Antlr4 was installed on Ubuntu 22.04 with Python as follows:
wget https://github.com/antlr/grammars-v4/blob/master/sql/plsql/Python3/PlSqlLexerBase.py
wget https://github.com/antlr/grammars-v4/blob/master/sql/plsql/Python3/PlSqlParserBase.py
wget https://github.com/antlr/grammars-v4/blob/master/sql/plsql/PlSqlLexer.g4
wget https://github.com/antlr/grammars-v4/blob/master/sql/plsql/PlSqlParser.g4
Install Antlr4 for Python
pip3 install antlr4-python3-runtime==4.13.1
The following test script is used to parse the simple SQL, PLSQL files:
def main():
with open(sys.argv[1], 'r') as file:
filesrc = file.read()
lexer = PlSqlLexer(InputStream(filesrc))
parser = PlSqlParser(CommonTokenStream(lexer))

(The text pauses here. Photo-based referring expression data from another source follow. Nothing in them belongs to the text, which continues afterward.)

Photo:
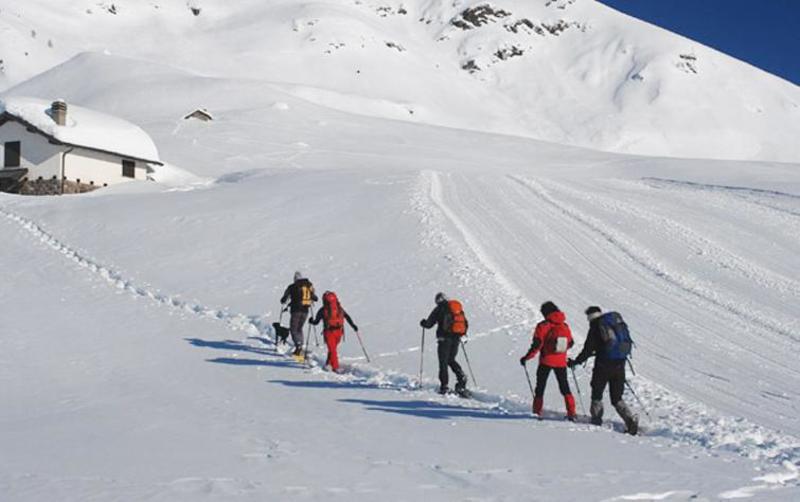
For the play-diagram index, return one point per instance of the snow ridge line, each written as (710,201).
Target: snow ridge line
(252,325)
(746,439)
(641,258)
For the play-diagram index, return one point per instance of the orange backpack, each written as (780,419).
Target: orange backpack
(455,320)
(332,312)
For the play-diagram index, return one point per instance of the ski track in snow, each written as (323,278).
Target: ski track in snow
(756,196)
(644,260)
(709,250)
(686,422)
(705,428)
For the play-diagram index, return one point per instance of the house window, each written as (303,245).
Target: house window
(12,153)
(128,169)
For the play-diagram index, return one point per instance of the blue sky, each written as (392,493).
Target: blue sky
(765,33)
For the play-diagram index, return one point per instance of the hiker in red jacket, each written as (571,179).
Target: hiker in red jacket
(552,338)
(333,316)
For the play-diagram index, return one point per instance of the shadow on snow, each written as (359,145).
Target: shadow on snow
(435,410)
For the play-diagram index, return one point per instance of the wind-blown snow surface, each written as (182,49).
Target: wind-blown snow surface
(569,71)
(136,360)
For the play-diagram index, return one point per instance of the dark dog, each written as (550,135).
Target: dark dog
(281,333)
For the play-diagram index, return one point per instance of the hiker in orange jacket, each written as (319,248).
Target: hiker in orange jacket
(448,341)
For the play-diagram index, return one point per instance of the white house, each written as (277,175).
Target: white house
(70,146)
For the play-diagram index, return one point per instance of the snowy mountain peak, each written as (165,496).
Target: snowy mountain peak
(568,71)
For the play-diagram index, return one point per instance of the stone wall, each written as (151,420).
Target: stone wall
(53,187)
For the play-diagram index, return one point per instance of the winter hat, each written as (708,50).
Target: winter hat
(593,312)
(548,308)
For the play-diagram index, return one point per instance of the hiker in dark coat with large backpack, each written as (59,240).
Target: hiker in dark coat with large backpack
(609,342)
(451,324)
(300,295)
(552,338)
(333,317)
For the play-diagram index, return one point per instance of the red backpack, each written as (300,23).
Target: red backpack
(332,312)
(557,339)
(455,320)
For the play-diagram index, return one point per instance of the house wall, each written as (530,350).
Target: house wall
(38,156)
(43,159)
(100,168)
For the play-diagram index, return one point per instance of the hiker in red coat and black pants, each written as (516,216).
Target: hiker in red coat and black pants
(333,316)
(552,337)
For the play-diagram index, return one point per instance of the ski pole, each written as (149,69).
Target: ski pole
(310,327)
(308,337)
(528,377)
(421,356)
(280,322)
(578,388)
(633,371)
(641,404)
(469,366)
(360,342)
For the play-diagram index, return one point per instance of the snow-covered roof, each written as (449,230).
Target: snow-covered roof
(84,128)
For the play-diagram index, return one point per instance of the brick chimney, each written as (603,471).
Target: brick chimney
(58,110)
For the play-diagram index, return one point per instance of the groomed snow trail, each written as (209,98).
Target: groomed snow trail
(516,224)
(676,418)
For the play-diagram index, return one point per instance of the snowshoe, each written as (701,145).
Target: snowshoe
(463,392)
(632,425)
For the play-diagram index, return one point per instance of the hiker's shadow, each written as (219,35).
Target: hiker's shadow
(234,345)
(326,384)
(238,361)
(239,346)
(434,410)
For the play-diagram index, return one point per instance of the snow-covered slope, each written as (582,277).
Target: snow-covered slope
(570,71)
(136,360)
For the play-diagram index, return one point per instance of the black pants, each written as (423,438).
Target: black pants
(543,372)
(611,374)
(447,350)
(296,323)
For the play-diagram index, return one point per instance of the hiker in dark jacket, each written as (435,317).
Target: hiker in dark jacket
(447,346)
(300,295)
(605,372)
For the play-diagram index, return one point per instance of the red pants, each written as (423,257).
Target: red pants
(332,339)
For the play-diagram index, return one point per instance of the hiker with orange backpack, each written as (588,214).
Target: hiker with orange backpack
(332,316)
(552,338)
(301,297)
(451,324)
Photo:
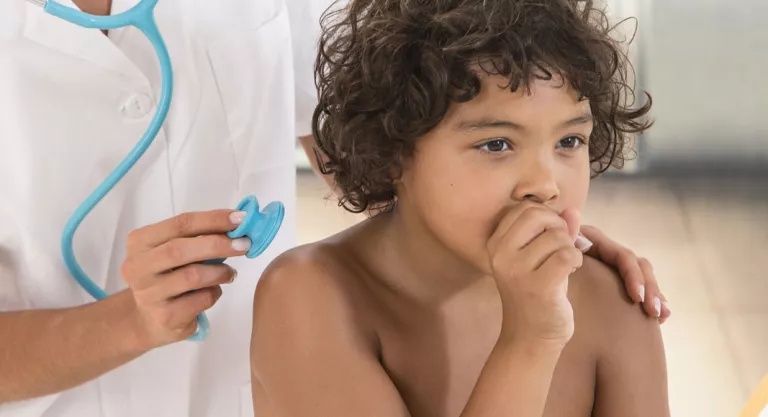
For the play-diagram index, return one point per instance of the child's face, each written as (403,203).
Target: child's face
(493,152)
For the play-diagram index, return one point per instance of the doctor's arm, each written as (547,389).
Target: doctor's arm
(47,351)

tree = parser.sql_script()
traverse(tree, parser.ruleNames)
def traverse(tree, rule_names, indent = 0):
if tree.getText() == "<EOF>":
return
elif isinstance(tree, TerminalNodeImpl):
print("{0}TOKEN='{1}'".format(" " * indent, tree.getText()))
else:
print("{0}{1}".format(" " * indent, rule_names[tree.getRuleIndex()]))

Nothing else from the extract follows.